[BUG] Steady memory increase during thumbnail generation
Description of the Bug
The more thumbnails are generated the more memory the application needs.
Expected Behavior
The application memory should not depend on the amount of thumbnails that have to be generated.
To Reproduce
Steps to reproduce the behavior:
- Run the application in a container with a hard memory limit.
- Add about a 100 books - this amount seems to require around 1GB of RAM.
- Regenerate the thumbnails in the library with different memory limits.
Screenshots
If applicable, add screenshots to help explain your problem.
Debugging Information
journalctl -r
Environment:
- OS: Arch Linux
Build Details:
- Version: 0.0.10
- Docker: yes
Additional context
Run as Nomad job. Data (books) are mounted as read only.
The more thumbnails are generated the more memory the application needs
Are you actually observing a memory leak, e.g., the memory continues to steadily increase after the job completes, or are you just observing high resource utilization during the lifecycle of the job?

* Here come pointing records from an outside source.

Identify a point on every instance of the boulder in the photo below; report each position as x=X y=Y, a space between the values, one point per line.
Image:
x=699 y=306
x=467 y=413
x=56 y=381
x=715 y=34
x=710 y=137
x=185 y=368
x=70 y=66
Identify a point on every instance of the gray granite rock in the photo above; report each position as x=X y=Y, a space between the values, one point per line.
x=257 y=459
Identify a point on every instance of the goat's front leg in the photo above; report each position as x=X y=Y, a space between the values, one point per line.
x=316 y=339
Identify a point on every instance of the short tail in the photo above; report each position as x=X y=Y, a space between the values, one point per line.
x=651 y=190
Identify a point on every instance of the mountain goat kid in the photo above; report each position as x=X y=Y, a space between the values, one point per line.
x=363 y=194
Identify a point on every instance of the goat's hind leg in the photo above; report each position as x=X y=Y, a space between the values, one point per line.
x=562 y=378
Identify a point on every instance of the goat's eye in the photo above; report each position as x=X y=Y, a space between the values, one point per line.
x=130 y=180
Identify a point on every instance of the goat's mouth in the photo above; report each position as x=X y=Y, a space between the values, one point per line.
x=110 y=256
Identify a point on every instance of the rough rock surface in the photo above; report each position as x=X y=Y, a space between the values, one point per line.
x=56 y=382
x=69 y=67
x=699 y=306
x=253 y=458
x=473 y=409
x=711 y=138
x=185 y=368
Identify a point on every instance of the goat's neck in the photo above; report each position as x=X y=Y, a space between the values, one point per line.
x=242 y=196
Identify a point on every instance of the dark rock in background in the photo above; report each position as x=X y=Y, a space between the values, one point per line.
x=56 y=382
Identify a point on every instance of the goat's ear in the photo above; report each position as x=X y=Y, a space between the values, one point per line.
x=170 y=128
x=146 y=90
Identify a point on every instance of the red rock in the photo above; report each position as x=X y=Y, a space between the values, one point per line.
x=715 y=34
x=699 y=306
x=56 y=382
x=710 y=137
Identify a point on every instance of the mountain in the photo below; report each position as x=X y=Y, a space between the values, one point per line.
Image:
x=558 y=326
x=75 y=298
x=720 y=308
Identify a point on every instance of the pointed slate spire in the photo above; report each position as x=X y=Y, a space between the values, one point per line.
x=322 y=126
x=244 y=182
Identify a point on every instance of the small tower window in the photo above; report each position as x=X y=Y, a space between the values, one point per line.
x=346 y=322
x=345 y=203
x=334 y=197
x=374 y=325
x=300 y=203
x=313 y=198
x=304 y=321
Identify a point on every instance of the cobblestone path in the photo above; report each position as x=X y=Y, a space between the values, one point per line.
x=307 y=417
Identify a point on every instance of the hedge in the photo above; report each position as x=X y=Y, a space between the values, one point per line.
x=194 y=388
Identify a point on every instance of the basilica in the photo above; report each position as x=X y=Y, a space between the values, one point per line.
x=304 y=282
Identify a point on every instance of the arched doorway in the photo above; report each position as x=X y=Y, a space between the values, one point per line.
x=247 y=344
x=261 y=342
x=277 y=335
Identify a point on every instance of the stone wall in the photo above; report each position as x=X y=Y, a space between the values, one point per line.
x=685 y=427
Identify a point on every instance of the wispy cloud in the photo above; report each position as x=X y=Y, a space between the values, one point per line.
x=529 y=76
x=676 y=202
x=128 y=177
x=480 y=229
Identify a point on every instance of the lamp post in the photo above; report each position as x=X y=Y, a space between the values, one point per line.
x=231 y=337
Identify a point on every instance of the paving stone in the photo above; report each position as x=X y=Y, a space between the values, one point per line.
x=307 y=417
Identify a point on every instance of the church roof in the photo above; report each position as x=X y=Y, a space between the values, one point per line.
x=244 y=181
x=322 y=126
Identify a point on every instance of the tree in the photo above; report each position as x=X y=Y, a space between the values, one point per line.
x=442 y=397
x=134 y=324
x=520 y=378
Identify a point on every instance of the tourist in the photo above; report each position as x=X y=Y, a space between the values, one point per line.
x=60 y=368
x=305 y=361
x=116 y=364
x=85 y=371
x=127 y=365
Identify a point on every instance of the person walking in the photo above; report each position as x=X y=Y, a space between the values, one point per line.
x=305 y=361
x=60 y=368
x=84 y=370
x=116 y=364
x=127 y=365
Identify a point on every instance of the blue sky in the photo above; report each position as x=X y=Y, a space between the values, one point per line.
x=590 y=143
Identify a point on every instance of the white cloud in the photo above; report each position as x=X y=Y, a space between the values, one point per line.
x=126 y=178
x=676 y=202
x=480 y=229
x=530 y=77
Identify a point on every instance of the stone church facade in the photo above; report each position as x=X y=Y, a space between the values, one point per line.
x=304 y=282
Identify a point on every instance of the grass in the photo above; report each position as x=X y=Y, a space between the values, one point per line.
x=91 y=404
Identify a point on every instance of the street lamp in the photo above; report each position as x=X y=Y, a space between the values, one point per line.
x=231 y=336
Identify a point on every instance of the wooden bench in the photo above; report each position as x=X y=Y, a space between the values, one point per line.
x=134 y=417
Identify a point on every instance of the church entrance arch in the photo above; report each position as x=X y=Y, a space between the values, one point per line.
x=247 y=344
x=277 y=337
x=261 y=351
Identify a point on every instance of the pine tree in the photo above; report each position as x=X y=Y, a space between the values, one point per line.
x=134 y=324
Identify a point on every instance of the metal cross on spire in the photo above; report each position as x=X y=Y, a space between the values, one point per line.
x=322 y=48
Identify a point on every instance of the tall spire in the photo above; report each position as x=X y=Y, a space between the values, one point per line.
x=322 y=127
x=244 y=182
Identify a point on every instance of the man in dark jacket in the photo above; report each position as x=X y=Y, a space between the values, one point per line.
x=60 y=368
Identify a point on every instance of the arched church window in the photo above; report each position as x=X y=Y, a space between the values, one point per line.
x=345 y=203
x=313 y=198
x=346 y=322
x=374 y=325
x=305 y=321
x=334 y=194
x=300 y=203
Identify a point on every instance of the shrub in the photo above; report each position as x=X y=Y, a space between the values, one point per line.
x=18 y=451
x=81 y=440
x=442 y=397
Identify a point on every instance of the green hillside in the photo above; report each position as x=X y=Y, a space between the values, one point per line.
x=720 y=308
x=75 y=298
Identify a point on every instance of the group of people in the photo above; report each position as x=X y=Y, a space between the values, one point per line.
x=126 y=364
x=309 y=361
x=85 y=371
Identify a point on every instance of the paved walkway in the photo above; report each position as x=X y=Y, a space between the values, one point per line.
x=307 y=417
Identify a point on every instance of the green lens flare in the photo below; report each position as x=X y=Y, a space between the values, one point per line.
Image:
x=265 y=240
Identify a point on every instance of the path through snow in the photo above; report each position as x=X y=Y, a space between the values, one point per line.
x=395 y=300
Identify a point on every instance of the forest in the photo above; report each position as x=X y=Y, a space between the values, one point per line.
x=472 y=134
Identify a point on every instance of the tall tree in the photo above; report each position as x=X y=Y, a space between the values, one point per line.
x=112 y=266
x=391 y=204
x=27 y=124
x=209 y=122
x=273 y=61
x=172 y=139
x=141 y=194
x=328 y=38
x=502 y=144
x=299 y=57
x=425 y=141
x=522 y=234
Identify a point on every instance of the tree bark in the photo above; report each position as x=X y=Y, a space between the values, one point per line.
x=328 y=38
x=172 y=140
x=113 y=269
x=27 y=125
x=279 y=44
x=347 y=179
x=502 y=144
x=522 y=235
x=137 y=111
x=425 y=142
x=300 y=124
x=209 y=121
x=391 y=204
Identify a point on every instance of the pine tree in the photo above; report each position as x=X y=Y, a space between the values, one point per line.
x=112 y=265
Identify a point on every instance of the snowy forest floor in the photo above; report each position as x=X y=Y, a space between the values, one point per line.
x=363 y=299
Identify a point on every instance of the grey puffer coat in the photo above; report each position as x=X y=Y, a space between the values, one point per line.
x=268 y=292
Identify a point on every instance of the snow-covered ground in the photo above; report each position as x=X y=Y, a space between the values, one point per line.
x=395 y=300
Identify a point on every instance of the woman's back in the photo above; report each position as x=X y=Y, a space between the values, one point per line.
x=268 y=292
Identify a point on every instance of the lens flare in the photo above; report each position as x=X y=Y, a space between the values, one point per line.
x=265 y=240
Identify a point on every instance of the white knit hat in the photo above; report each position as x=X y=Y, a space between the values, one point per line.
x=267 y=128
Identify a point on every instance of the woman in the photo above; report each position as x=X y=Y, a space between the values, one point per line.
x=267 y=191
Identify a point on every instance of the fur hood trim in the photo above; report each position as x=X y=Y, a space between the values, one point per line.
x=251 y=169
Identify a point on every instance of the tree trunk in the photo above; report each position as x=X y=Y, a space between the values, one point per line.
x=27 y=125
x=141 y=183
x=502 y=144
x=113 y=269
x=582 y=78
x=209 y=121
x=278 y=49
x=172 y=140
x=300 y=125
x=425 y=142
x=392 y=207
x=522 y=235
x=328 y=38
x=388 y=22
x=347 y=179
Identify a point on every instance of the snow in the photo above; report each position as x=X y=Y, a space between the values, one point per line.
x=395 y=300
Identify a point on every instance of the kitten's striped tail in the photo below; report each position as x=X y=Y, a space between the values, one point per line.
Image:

Stump will, by default, generate 50 thumbnails at a time. This means it will load 50 full-res images into memory, convert and resize them in memory, then dump to the disk. You can configure this value to be less, so it doesn't process more than a preferred amount at once: https://www.stumpapp.dev/guides/configuration/server-options#stump_max_thumbnail_concurrency
Hey @aaronleopold, thank you for the fast reaction. Yes, it is not a leak but a steady increase in memory.
I just set STUMP_MAX_THUMBNAIL_CONCURRENCY=10. Deleted all thumbnails and started regenerating. Around thumbnail 144 OOM Killed. Memory limit is 512MB of RAM.
With STUMP_MAX_THUMBNAIL_CONCURRENCY=3 the 512MB were enough. Maybe this default setting of 50 is a bit too high as a default?
Yeah of course! No problem
I just set
STUMP_MAX_THUMBNAIL_CONCURRENCY=10. Deleted all thumbnails and started regenerating. Around thumbnail 144 OOM Killed. Memory limit is 512MB of RAM.
So this definitely points to something else going on, but not 100% sure what. You're saying it OOM'd around batch 14 (144 images / 10), which implies there is some memory being held by the container between each batch and aligns with:
it is not a leak but a steady increase in memory
Are you able to see the memory go down after the job completes? Or does docker not release the memory?
Also, could you share a little more about what the content is? Is it largely a specific format or a mix (and either way, what the general makeup is)? E.g., PDFs, EPUBs, CBZs, etc.
With
STUMP_MAX_THUMBNAIL_CONCURRENCY=3the 512MB were enough. Maybe this default setting of 50 is a bit too high as a default?
I am open to adjusting the default to something lower for sure
If the images that have already been resized and saved to disk are not being freed before the next batch of thunbnails are generated, then I would classify that as a memory leak, but a memory leak that happens during the process of the job, no?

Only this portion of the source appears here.